The paper introduces RASCqL, a space-time efficient quantum computing architecture using qLDPC codes, enabling complex operations with reduced qubit footprint and high fidelity, suitable for practical quantum algorithms.

Contribution

RASCqL is a novel architecture that embeds specific complex Clifford transformations into qLDPC codes, enhancing efficiency for key quantum subroutines.

Findings

Achieves 2x to 7x reductions in qubit footprint.

Maintains comparable space-time volume to surface-code architectures.

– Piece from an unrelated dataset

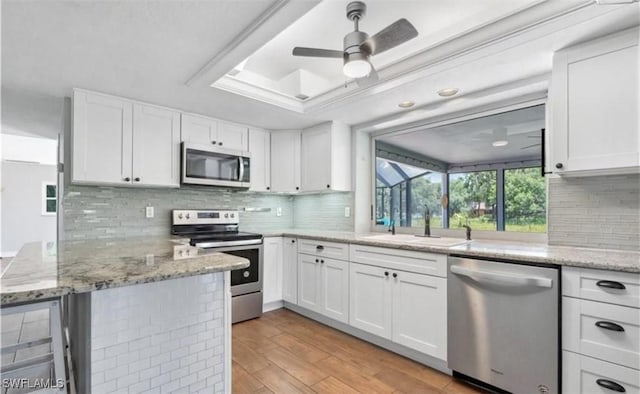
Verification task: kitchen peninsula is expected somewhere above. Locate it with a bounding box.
[0,237,249,393]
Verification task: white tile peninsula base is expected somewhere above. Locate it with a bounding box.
[68,272,231,394]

Improves resource estimates for factoring and quantum chemistry simulations.

Abstract

Quantum low-density parity-check (qLDPC) codes offer a promising route to scalable fault-tolerant quantum computing due to their substantially reduced footprint. However, these gains can be diluted at utility scale if we cannot also realize space-time efficient logical operations for relevant quantum applications. We present RASCqL, a reaction-time-limited architecture for space-time efficient complex-instruction-set quantum computation with qLDPC logic. RASCqL supports key algorithmic subroutines such as quantum arithmetic and state preparation directly within co-designed qLDPC codes, achieving $2\times$ to $7\times$ reductions in qubit footprint while maintaining space-time volume comparable to state-of-the-art transversal surface-code architectures. Unlike prior approaches that aim for versatile logical instruction sets for arbitrary circuits, RASCqL adopts an application-tailored code modification that embeds specific complex Clifford transformations useful for common subroutines as virtually implementable operations arising from code automorphisms. RASCqL further leverages parallel physical operations available in reconfigurable neutral-atom arrays to enable fast QEC cycles and high-fidelity transversal operations. At the cost of increased design complexity and specialization, RASCqL can improve end-to-end resource estimates for applications such as factoring and quantum chemistry simulation in both footprint and space-time volume under realistic physical error rates of approximately $2\times10^{-3}$ to $5\times10^{-4}$, without requiring additional hardware capabilities. These results demonstrate that qLDPC codes can serve as complex quantum logic units for useful quantum algorithms, extending their practical utility in fault-tolerant quantum computing architectures.